La sudafricana contó que el boicot, con el régimen opresivo de los racistas pero también con el de Mandela, era uno de los métodos más empleados en su país para promover las protestas y las resistencias populares. Por ejemplo, organizaban piquetes pacíficos en las puertas del supermercado que subía los precios, aconsejando a los consumidores que fueran a otro lugar cercano más barato. O desaconsejaban el uso de algún producto o servicio, ya sea por su precio exagerado o por la baja calidad, bajo la premisa de que todos los ciudadanos tenían derecho a lo mejor al menor costo posible, o sea al bien común de productores y consumidores por encima de la especulación de intereses particulares. “Sin violencia, sin tragedia, pero con firmeza”, decía, los consumidores se organizaban en defensa propia, según sus afinidades y vecindarios: otros lo hacían delante de las farmacias, restaurantes, teatros y tiendas.
El relato volvió a la memoria porque en las próximas horas quedará integrado un consejo federal que reunirá al Gobierno y a las ligas y asociaciones de consumidores, según los acuerdos entre estas entidades y el presidente Eduardo Duhalde que se anunciaron en la noche del lunes. Esas entidades instaron a los consumidores a denunciar la remarcación de precios y otros abusos actuales que justifiquen un trámite administrativo ante las autoridades respectivas y eventuales denuncias judiciales. “No vamos a reemplazar el contralor obligatorio del Estado”, razonaron los voceros de las asociaciones civiles. Tienen razón, pero eso no significa quedarse con la otra única opción, que es la de confiar por completo en el monopolio del activismo estatal o en la rápida eficiencia (¿?) de los tribunales. La experiencia popular indica que, en esos casos, el trámite puede ser más rápido y directo si la denuncia es aceptada por algún medio de difusión masiva que, además, interpelará en público a los funcionarios y los empresarios involucrados en el expediente.

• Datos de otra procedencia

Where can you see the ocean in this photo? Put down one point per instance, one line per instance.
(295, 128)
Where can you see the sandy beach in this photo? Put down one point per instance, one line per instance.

Sería una lástima que iniciativas tan legítimas como estas organizaciones no gubernamentales corran el riesgo de terminar como gestorías burocráticas de interminables diligencias, agotados transeúntes en el laberinto de la administración pública. Dentro de la ley, sin renunciar a ninguna gestión formal, hay otras opciones disponibles para que los consumidores se protejan en defensa propia, según puede deducirse de la experiencia sudafricana. Al final, y al principio, todo consiste en elegir dónde gastar la mayor energía: si en persuadir a burócratas gubernamentales para que actúen o hacer lo mismo con los amigos, los vecinos y los conciudadanos. Los recientes sucesos en el país mostraron que la potencia de la movilización popular, ahora como en 1810, puede remover obstáculos igual que las topadoras. Además, cuando se comparte la trinchera lo mejor es que participen todos los que puedan y confiar uno en el otro. En ocasiones, el boicot también debería llamarse solidaridad.